Вот, углядел в книге с короткими воспоминаниями ветеранов "Позывные памяти 41-45" такой фрагмент о службе в БУР:
С 41-го по самый маньчжурский поход мы с японцами жили тихо: не дай тебе шумнуть на границе! Немец и так до Волги дошел, так что не стоит тут раззадоривать еще и япошек.
На дальневосточной службе я был еще с сентября 1939 года. Тянулись до Благовещенска месяц в «пятьсот веселых» телячьих вагонах. Встречали по пути ветеранов Халхин-Гола. Они говорили: «Ребятки, вы к делу опоздали, зря едете». Хвалили военачальника Жукова. А кто такой, мы, темнота, не знали.
В первые дни войны нам сказали: нужны добровольцы в какой-то «бур». На моем родном языке, на коми, это означает «хороший». Ух, я сразу согласился! Оказалось, что нас набрали в Благовещенский укрепленный район. В БУРе, расположенном в нескольких километрах от границы, была большая мощь, способная остановить крупное наземное наступление. Первая траншейная линия — на границе, вторая линия — с инженерными сооружениями и дотами. Боеприпасы в УР мы на себе доставляли только по ночам, остерегаясь волновать японцев. Народу под моим началом было вдвое меньше, чем по штатному расписанию. Возрастом — зеленая молодежь и степенные отцы, которым бы на печке дома лежать, а не сидеть на радикулитных сквозняках дота.

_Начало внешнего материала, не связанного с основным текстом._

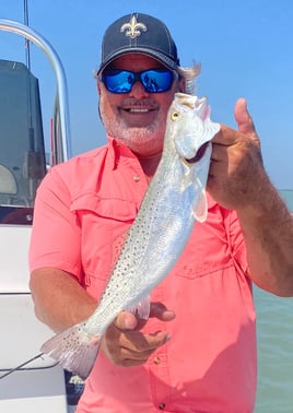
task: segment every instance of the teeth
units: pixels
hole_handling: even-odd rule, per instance
[[[139,114],[145,114],[146,111],[149,111],[149,109],[132,108],[132,109],[129,109],[129,111],[134,111],[134,113],[139,113]]]

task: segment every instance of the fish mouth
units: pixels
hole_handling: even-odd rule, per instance
[[[199,146],[196,155],[190,157],[189,160],[186,158],[186,162],[188,162],[188,164],[195,164],[196,162],[199,162],[203,157],[203,155],[204,155],[204,153],[206,153],[206,151],[209,146],[209,143],[210,143],[210,141],[204,142],[201,146]]]

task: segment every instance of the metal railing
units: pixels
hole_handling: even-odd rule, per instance
[[[68,91],[65,70],[56,50],[39,33],[30,26],[12,20],[0,19],[0,31],[11,32],[25,37],[38,46],[48,58],[56,76],[57,92],[54,108],[51,158],[54,164],[71,156],[71,135],[69,121]]]

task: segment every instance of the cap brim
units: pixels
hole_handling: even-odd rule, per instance
[[[157,50],[136,47],[133,49],[129,49],[129,48],[120,49],[116,54],[108,56],[107,59],[105,59],[101,63],[98,70],[96,71],[96,75],[98,75],[115,59],[117,59],[118,57],[120,57],[122,55],[129,55],[129,54],[141,54],[141,55],[151,56],[155,60],[160,61],[160,63],[164,64],[167,69],[171,69],[171,70],[177,70],[178,69],[177,62],[175,62],[173,59],[168,58],[166,55],[161,54]]]

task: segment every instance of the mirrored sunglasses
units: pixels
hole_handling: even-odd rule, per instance
[[[129,93],[136,82],[140,82],[149,93],[162,93],[171,88],[174,78],[175,73],[171,70],[105,70],[101,80],[112,93]]]

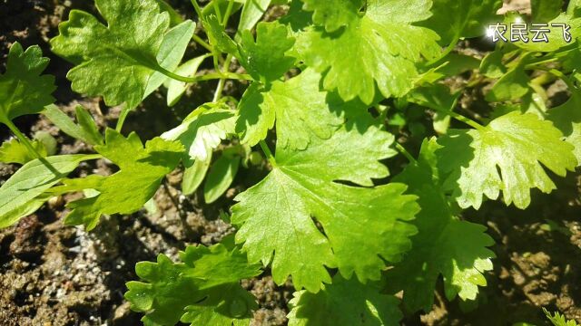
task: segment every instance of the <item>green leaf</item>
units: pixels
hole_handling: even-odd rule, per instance
[[[438,33],[447,45],[461,37],[482,36],[502,19],[497,15],[501,6],[502,0],[434,0],[432,16],[420,24]]]
[[[236,173],[238,173],[240,160],[239,156],[231,158],[222,155],[214,162],[203,187],[203,197],[206,204],[215,202],[228,190]]]
[[[162,42],[157,53],[157,62],[160,66],[170,72],[174,72],[178,68],[195,29],[195,23],[188,20],[172,28],[163,36],[163,42]],[[155,91],[166,81],[174,80],[168,78],[162,72],[155,72],[147,82],[143,99]]]
[[[362,282],[379,279],[383,259],[396,261],[409,248],[415,230],[405,221],[418,211],[415,197],[402,195],[401,184],[334,181],[372,186],[372,178],[388,176],[379,160],[395,154],[392,142],[376,127],[361,133],[344,127],[329,139],[312,139],[304,150],[278,147],[272,171],[231,207],[249,260],[271,263],[277,283],[291,275],[295,288],[310,292],[330,282],[325,266]]]
[[[208,35],[210,44],[220,52],[235,55],[238,54],[236,43],[226,34],[224,26],[222,25],[215,15],[212,14],[204,17],[202,23]]]
[[[387,283],[392,292],[403,290],[403,302],[410,312],[429,312],[440,274],[448,300],[459,294],[474,300],[478,285],[487,284],[482,273],[492,270],[494,254],[487,246],[494,240],[480,225],[461,221],[453,215],[439,185],[435,139],[425,140],[419,158],[394,178],[418,196],[421,211],[413,221],[419,231],[412,237],[412,249],[404,260],[389,269]]]
[[[314,12],[312,21],[315,24],[325,26],[327,32],[335,32],[340,27],[349,25],[359,18],[363,8],[362,0],[302,0],[303,9]]]
[[[450,124],[450,115],[454,110],[459,93],[452,94],[451,90],[442,84],[420,87],[410,91],[406,99],[410,102],[430,108],[436,111],[433,119],[434,130],[444,134]]]
[[[351,10],[350,3],[340,2],[337,10]],[[307,65],[326,72],[325,90],[338,90],[344,101],[359,97],[369,104],[376,83],[386,98],[402,96],[418,76],[415,63],[440,53],[438,35],[412,24],[429,17],[429,0],[369,0],[365,12],[353,15],[340,30],[330,34],[311,27],[301,33],[297,50]]]
[[[529,91],[529,80],[524,66],[519,64],[509,70],[492,86],[490,91],[486,95],[486,100],[487,101],[504,101],[520,99]]]
[[[75,112],[78,125],[56,105],[47,105],[43,110],[43,114],[65,134],[91,145],[103,144],[103,136],[89,112],[82,106],[77,106]]]
[[[238,24],[236,41],[240,41],[241,33],[251,30],[266,13],[271,0],[245,0],[242,14]]]
[[[556,108],[550,109],[547,119],[565,135],[565,139],[575,147],[573,153],[581,163],[581,91],[569,90],[571,98]]]
[[[190,245],[180,257],[183,263],[163,254],[157,263],[138,263],[135,271],[145,283],[127,283],[125,298],[132,310],[146,312],[142,319],[146,325],[174,325],[181,319],[194,325],[249,324],[255,299],[239,281],[260,274],[257,265],[222,244]]]
[[[524,209],[530,188],[555,189],[543,166],[557,176],[577,166],[574,147],[561,140],[561,131],[531,113],[510,112],[480,129],[451,129],[448,135],[438,139],[438,163],[449,173],[446,188],[462,208],[478,209],[483,195],[497,199],[502,190],[507,205]]]
[[[6,71],[0,74],[0,122],[38,113],[54,101],[54,77],[41,75],[48,62],[38,45],[26,51],[18,43],[12,45]]]
[[[58,144],[56,143],[54,137],[53,137],[50,132],[46,130],[38,130],[34,132],[34,139],[33,147],[34,147],[34,142],[39,142],[41,145],[39,154],[42,158],[56,154],[56,148]]]
[[[294,65],[295,59],[287,55],[294,45],[287,27],[278,22],[260,23],[256,27],[256,42],[251,31],[242,32],[239,46],[241,64],[255,81],[264,83],[282,77]]]
[[[235,120],[234,113],[225,103],[206,103],[161,137],[182,142],[191,159],[205,160],[222,139],[234,133]]]
[[[94,158],[94,155],[60,155],[25,164],[0,187],[0,227],[9,226],[38,209],[48,199],[43,197],[44,191],[75,169],[79,163]]]
[[[507,73],[507,68],[502,64],[504,53],[495,50],[487,54],[480,62],[480,73],[488,78],[500,78]]]
[[[178,67],[178,69],[176,69],[175,71],[175,73],[180,76],[193,77],[196,72],[198,72],[200,64],[202,64],[202,62],[209,56],[212,56],[212,54],[207,53],[188,61],[187,62]],[[189,84],[183,82],[176,81],[173,79],[167,80],[165,85],[167,87],[167,105],[170,107],[177,104],[189,86]]]
[[[399,325],[403,317],[399,301],[381,294],[374,284],[361,284],[340,275],[318,293],[300,291],[290,301],[289,326]]]
[[[73,91],[103,96],[108,106],[124,102],[133,109],[159,70],[169,14],[160,13],[155,0],[95,0],[95,5],[107,25],[73,10],[51,40],[53,52],[76,64],[67,74]]]
[[[183,180],[182,181],[182,193],[183,195],[192,195],[198,189],[206,177],[210,163],[212,163],[212,153],[206,159],[196,159],[192,167],[186,168],[185,171],[183,171]]]
[[[95,197],[67,204],[71,213],[66,225],[84,224],[87,230],[96,226],[101,215],[132,214],[155,194],[163,177],[180,162],[183,147],[177,142],[155,138],[143,145],[135,133],[124,138],[113,129],[105,132],[105,145],[94,149],[119,166],[113,176],[92,175],[84,178],[65,179],[64,191],[94,189]]]
[[[164,0],[155,1],[157,2],[157,5],[160,6],[160,9],[162,11],[167,12],[170,14],[170,23],[172,26],[175,26],[183,23],[183,18],[182,18],[182,15],[178,12],[176,12],[175,9],[173,9],[173,7],[170,5],[170,4],[168,4]]]
[[[320,74],[308,69],[286,82],[274,82],[270,89],[253,83],[239,104],[236,131],[250,146],[264,139],[274,127],[278,146],[304,149],[313,137],[329,139],[343,119],[331,114],[340,101],[329,102],[328,93],[319,90]],[[362,109],[363,108],[358,108]]]
[[[33,148],[36,149],[36,152],[44,158],[46,157],[46,149],[42,142],[38,140],[32,141]],[[0,162],[2,163],[16,163],[26,164],[35,158],[30,154],[26,147],[21,143],[17,139],[12,139],[5,141],[0,146]]]
[[[566,7],[566,14],[573,17],[581,17],[581,0],[571,0]]]

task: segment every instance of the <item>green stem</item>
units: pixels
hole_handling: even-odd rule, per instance
[[[271,163],[272,168],[276,167],[276,160],[274,159],[274,156],[272,155],[271,149],[269,149],[269,146],[266,145],[266,142],[264,140],[261,140],[259,144],[261,145],[261,149],[264,152],[264,155],[266,155],[266,158],[269,159],[269,162]]]
[[[216,18],[218,18],[218,22],[222,22],[222,12],[220,11],[220,5],[215,1],[212,1],[212,5],[214,6],[214,12],[216,13]]]
[[[226,73],[230,71],[230,64],[231,63],[233,56],[231,54],[228,54],[226,56],[226,61],[224,61],[224,64],[222,65],[221,73]],[[226,84],[226,79],[221,78],[220,82],[218,82],[218,87],[216,88],[216,91],[214,92],[213,101],[218,101],[222,98],[222,92],[224,91],[224,85]]]
[[[202,40],[200,36],[193,34],[192,36],[192,39],[197,43],[198,44],[202,45],[204,49],[210,51],[210,52],[213,52],[214,49],[212,48],[212,45],[210,45],[208,43],[206,43],[204,40]]]
[[[208,73],[205,75],[202,75],[202,76],[194,76],[194,77],[185,77],[185,76],[180,76],[178,74],[175,74],[166,69],[163,69],[162,67],[158,67],[158,71],[162,73],[163,73],[164,75],[172,78],[176,81],[180,81],[180,82],[189,82],[189,83],[195,83],[195,82],[205,82],[205,81],[212,81],[212,80],[216,80],[216,79],[231,79],[231,80],[238,80],[238,81],[251,81],[252,77],[251,77],[251,75],[249,74],[241,74],[241,73],[234,73],[234,72],[212,72],[212,73]]]
[[[34,147],[30,142],[28,138],[25,136],[22,132],[20,132],[18,128],[12,122],[12,120],[6,119],[5,120],[2,120],[2,122],[5,123],[6,126],[8,126],[8,129],[10,129],[10,130],[16,136],[18,140],[20,140],[20,142],[22,142],[25,145],[28,152],[34,158],[40,160],[51,172],[54,174],[54,176],[56,177],[61,176],[61,173],[51,164],[51,162],[46,160],[46,158],[43,158],[43,156],[40,155],[40,153],[36,151],[36,149],[34,149]]]
[[[464,122],[467,125],[468,125],[468,126],[470,126],[470,127],[472,127],[474,129],[484,129],[483,125],[481,125],[478,122],[477,122],[477,121],[475,121],[475,120],[473,120],[471,119],[468,119],[468,118],[461,115],[461,114],[458,114],[458,113],[453,112],[451,110],[448,110],[448,111],[443,110],[443,112],[449,114],[452,118],[456,119],[457,120]]]
[[[34,149],[34,147],[28,139],[28,137],[25,136],[22,132],[20,132],[18,128],[10,120],[6,120],[5,121],[2,121],[2,122],[4,122],[6,126],[8,126],[8,129],[10,129],[10,131],[12,131],[16,136],[18,140],[20,140],[20,142],[25,145],[25,147],[26,148],[30,155],[32,155],[34,158],[40,158],[43,157],[42,155],[40,155],[38,151],[36,151],[36,149]]]
[[[228,2],[228,7],[226,8],[226,14],[224,14],[224,20],[222,24],[224,27],[228,24],[228,20],[230,19],[230,15],[232,14],[232,8],[234,7],[234,0],[230,0]]]
[[[124,108],[123,108],[124,109]],[[123,128],[123,124],[125,123],[125,119],[127,119],[127,115],[129,115],[129,111],[131,110],[122,110],[121,114],[119,115],[119,119],[117,120],[117,125],[115,126],[115,130],[121,133],[121,129]]]
[[[409,152],[403,147],[401,146],[401,144],[399,144],[399,142],[395,142],[395,146],[396,146],[396,149],[398,149],[403,156],[406,157],[406,158],[408,158],[408,160],[409,161],[409,163],[415,164],[417,163],[416,158],[414,158],[414,157],[411,156],[411,154],[409,154]]]
[[[200,8],[200,5],[198,5],[198,0],[192,0],[192,5],[193,5],[193,10],[195,10],[198,14],[198,18],[202,19],[202,8]]]

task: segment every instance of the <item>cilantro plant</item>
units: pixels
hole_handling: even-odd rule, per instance
[[[74,91],[122,105],[115,129],[100,129],[83,107],[74,120],[53,104],[37,46],[15,43],[0,75],[0,122],[15,137],[0,161],[22,166],[0,188],[2,227],[83,192],[64,222],[91,230],[103,215],[141,209],[176,168],[182,192],[203,183],[210,204],[241,169],[267,167],[223,216],[234,235],[189,245],[179,262],[160,254],[137,264],[125,297],[147,325],[248,325],[258,305],[241,280],[265,271],[278,284],[292,281],[290,325],[396,325],[402,312],[431,309],[439,278],[448,300],[475,300],[494,241],[462,210],[488,199],[524,209],[533,189],[551,192],[579,165],[576,39],[552,30],[547,43],[499,43],[484,57],[454,51],[483,37],[486,24],[517,19],[496,14],[500,0],[192,4],[195,22],[162,0],[95,0],[98,14],[73,10],[51,40],[74,64]],[[532,19],[567,24],[579,37],[578,4],[564,13],[536,5]],[[275,5],[283,14],[261,21]],[[203,53],[184,58],[190,46]],[[213,69],[198,72],[202,65]],[[450,82],[466,72],[466,83]],[[549,108],[546,86],[556,80],[570,98]],[[241,99],[225,96],[227,81]],[[153,91],[172,107],[202,82],[215,86],[213,101],[179,126],[145,143],[123,133]],[[458,99],[477,85],[490,87],[475,113]],[[94,154],[54,155],[13,122],[39,113]],[[118,171],[68,177],[101,158]]]

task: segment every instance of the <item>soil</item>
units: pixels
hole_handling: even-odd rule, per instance
[[[170,3],[191,15],[190,2]],[[518,5],[525,5],[522,2]],[[0,62],[9,46],[39,44],[51,58],[48,73],[57,78],[57,104],[69,114],[76,105],[89,109],[101,128],[114,126],[119,108],[107,108],[100,99],[86,99],[70,91],[66,72],[70,64],[50,53],[47,41],[72,8],[94,12],[92,2],[82,0],[0,0]],[[522,9],[521,6],[517,8]],[[192,53],[197,50],[193,47]],[[0,71],[4,68],[0,66]],[[128,118],[124,132],[137,130],[148,139],[179,123],[197,104],[212,99],[212,84],[191,90],[181,106],[165,110],[162,93],[150,97]],[[226,91],[239,96],[230,84]],[[478,92],[478,91],[474,91]],[[195,95],[194,95],[195,94]],[[481,99],[468,92],[462,102]],[[18,119],[22,130],[32,135],[50,132],[61,154],[85,153],[92,149],[62,134],[43,117]],[[0,140],[9,138],[0,128]],[[17,166],[0,164],[0,184]],[[104,160],[84,163],[74,177],[109,174],[114,166]],[[233,232],[219,218],[240,191],[256,182],[265,171],[241,174],[227,196],[205,205],[201,194],[185,197],[180,191],[182,169],[167,177],[154,197],[155,209],[131,216],[102,218],[87,233],[83,227],[64,226],[64,202],[53,198],[35,214],[0,230],[0,325],[136,325],[139,314],[123,300],[124,283],[135,280],[134,264],[155,259],[159,254],[175,258],[187,244],[212,244]],[[487,273],[488,286],[481,288],[478,304],[470,306],[442,299],[440,289],[434,310],[408,316],[405,325],[510,325],[527,321],[546,324],[541,307],[560,311],[581,322],[581,176],[570,174],[557,180],[558,190],[535,193],[524,211],[487,202],[464,218],[488,226],[495,238],[494,271]],[[292,294],[288,282],[277,286],[269,273],[242,285],[258,299],[253,325],[285,325],[286,305]]]

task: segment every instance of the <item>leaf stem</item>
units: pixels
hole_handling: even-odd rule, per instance
[[[224,27],[226,27],[226,25],[228,24],[228,20],[230,19],[230,15],[232,13],[233,7],[234,7],[234,0],[230,0],[228,2],[228,7],[226,8],[226,14],[224,14],[224,20],[222,22],[222,24],[224,25]]]
[[[403,156],[406,157],[406,158],[408,158],[409,163],[412,163],[412,164],[417,163],[416,158],[414,158],[414,157],[411,156],[411,154],[409,154],[409,152],[403,146],[401,146],[401,144],[396,141],[395,147],[396,147],[396,149],[399,151],[399,153],[401,153]]]
[[[269,159],[269,162],[271,163],[272,168],[276,167],[276,160],[274,159],[274,156],[272,155],[271,149],[269,149],[269,146],[266,145],[266,142],[264,140],[261,140],[259,144],[261,145],[261,149],[264,152],[264,155],[266,155],[266,158]]]
[[[8,129],[10,129],[10,130],[16,136],[18,140],[20,140],[20,142],[22,142],[25,145],[28,152],[34,158],[40,160],[51,172],[54,174],[54,176],[56,177],[61,176],[61,173],[51,164],[51,162],[46,160],[46,158],[43,158],[43,156],[40,155],[40,153],[36,149],[34,149],[34,147],[30,142],[28,138],[25,136],[22,132],[20,132],[18,128],[14,124],[14,122],[12,122],[12,120],[10,120],[9,119],[6,119],[5,120],[2,120],[2,122],[4,122],[6,126],[8,126]]]
[[[214,7],[214,13],[216,14],[216,18],[218,18],[218,22],[222,22],[222,12],[220,11],[220,5],[215,1],[212,1],[212,4]]]
[[[469,118],[467,118],[467,117],[461,115],[461,114],[454,112],[454,108],[456,108],[456,105],[458,104],[458,101],[459,100],[459,98],[460,98],[459,96],[457,96],[456,99],[454,99],[454,102],[452,103],[452,106],[448,110],[439,108],[437,105],[428,105],[428,107],[432,109],[432,110],[437,110],[438,112],[441,112],[441,113],[444,113],[444,114],[448,114],[450,117],[456,119],[457,120],[458,120],[460,122],[464,122],[467,125],[468,125],[468,126],[470,126],[470,127],[472,127],[474,129],[483,129],[484,126],[479,124],[478,122],[477,122],[477,121],[475,121],[475,120],[471,120]]]
[[[484,129],[483,125],[481,125],[478,122],[477,122],[477,121],[475,121],[475,120],[471,120],[469,118],[467,118],[467,117],[461,115],[461,114],[456,113],[456,112],[451,111],[451,110],[446,111],[446,113],[449,114],[450,117],[456,119],[457,120],[464,122],[467,125],[468,125],[468,126],[470,126],[470,127],[472,127],[474,129]]]
[[[232,58],[233,56],[230,53],[226,56],[226,61],[224,61],[222,71],[220,72],[221,73],[229,72],[230,65],[231,63]],[[214,92],[213,101],[218,101],[218,100],[222,98],[222,93],[224,91],[225,84],[226,84],[226,79],[221,78],[220,82],[218,82],[218,87],[216,88],[216,91]]]
[[[125,104],[127,105],[127,104]],[[129,111],[127,108],[123,108],[121,110],[121,114],[119,114],[119,119],[117,120],[117,125],[115,126],[115,130],[121,133],[121,129],[123,128],[123,123],[125,123],[125,119],[129,115]]]
[[[205,42],[204,40],[202,39],[202,37],[193,34],[192,35],[192,39],[197,43],[198,44],[202,45],[204,49],[210,51],[210,52],[213,52],[214,49],[212,48],[212,45],[210,45],[207,42]]]
[[[25,145],[25,147],[26,148],[30,155],[32,155],[34,158],[40,158],[43,157],[42,155],[40,155],[38,151],[36,151],[36,149],[34,149],[34,147],[30,142],[28,138],[25,136],[22,132],[20,132],[18,128],[10,120],[7,120],[2,122],[4,122],[6,126],[8,126],[8,129],[10,129],[10,131],[12,131],[16,136],[18,140],[20,140],[20,142],[23,143],[23,145]]]
[[[196,14],[198,14],[198,18],[202,19],[202,8],[200,8],[200,5],[198,5],[198,0],[192,0],[192,5],[193,5],[193,10],[196,11]]]
[[[166,69],[163,69],[162,67],[158,67],[157,69],[160,72],[163,73],[164,75],[170,78],[172,78],[176,81],[189,82],[189,83],[195,83],[199,82],[212,81],[212,80],[222,79],[222,78],[238,80],[238,81],[252,80],[252,77],[251,77],[251,75],[249,74],[241,74],[241,73],[234,73],[234,72],[212,72],[212,73],[208,73],[202,76],[185,77],[185,76],[180,76],[176,73],[173,73]]]

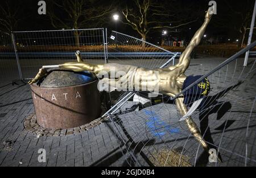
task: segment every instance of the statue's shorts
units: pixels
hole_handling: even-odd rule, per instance
[[[187,77],[183,82],[182,89],[187,88],[202,76],[189,76]],[[207,96],[210,90],[210,82],[207,78],[204,78],[183,93],[183,102],[184,104],[190,106],[194,101]]]

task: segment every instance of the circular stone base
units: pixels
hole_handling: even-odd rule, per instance
[[[101,118],[94,119],[90,123],[79,127],[64,129],[52,129],[43,127],[36,123],[35,113],[29,115],[25,118],[24,127],[25,129],[37,136],[64,136],[80,133],[98,126],[102,122]]]

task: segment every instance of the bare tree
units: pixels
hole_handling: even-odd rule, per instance
[[[14,1],[6,1],[0,6],[0,31],[10,35],[18,26],[19,6]]]
[[[48,15],[55,28],[79,29],[95,27],[102,23],[112,10],[112,6],[101,5],[102,1],[63,0],[49,1]],[[57,14],[58,9],[60,12]],[[82,32],[74,31],[75,42],[80,45],[79,37]]]
[[[245,39],[245,35],[247,30],[250,29],[250,24],[253,13],[254,1],[245,0],[241,6],[241,2],[232,1],[232,3],[225,1],[226,13],[226,26],[231,27],[240,34],[238,46],[242,47]]]
[[[177,28],[196,21],[192,20],[191,18],[188,20],[189,16],[184,18],[184,13],[180,13],[177,9],[171,7],[163,2],[158,3],[158,1],[153,0],[133,1],[131,7],[126,5],[121,10],[126,20],[126,22],[122,22],[130,26],[144,40],[152,30],[168,28],[170,32],[177,32],[179,31]],[[167,3],[170,4],[170,2]]]

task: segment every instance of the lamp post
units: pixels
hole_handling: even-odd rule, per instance
[[[118,20],[119,19],[119,15],[118,14],[114,14],[113,15],[113,18],[114,19],[114,20],[115,21],[115,31],[117,31],[117,20]]]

Кормили нас неважно. Налегали на капусту и свеклу. Не голоден, но и не досыта. Ведь мешок брюквы в день не съешь, правильно? Огородничали сами. Домой на Ижму плохого не писал. Оттуда приходили письма, но со строками, вымаранными военной цензурой. Жена устала меня ждать и вышла за другого. Я сильно и не переживал: что ж, ну пусть…
Стреляли близ границы мы только раз. Волки напали на сельское стадо, и старик-пастух прибежал за помощью. Мы и вжарили из «максимов» по волчарам. Попасть не попали, а отвадили. Так вышло и с японцами: пососедствовали с ними, а потом показали им кузькину мать в полный рост, во всю толщину.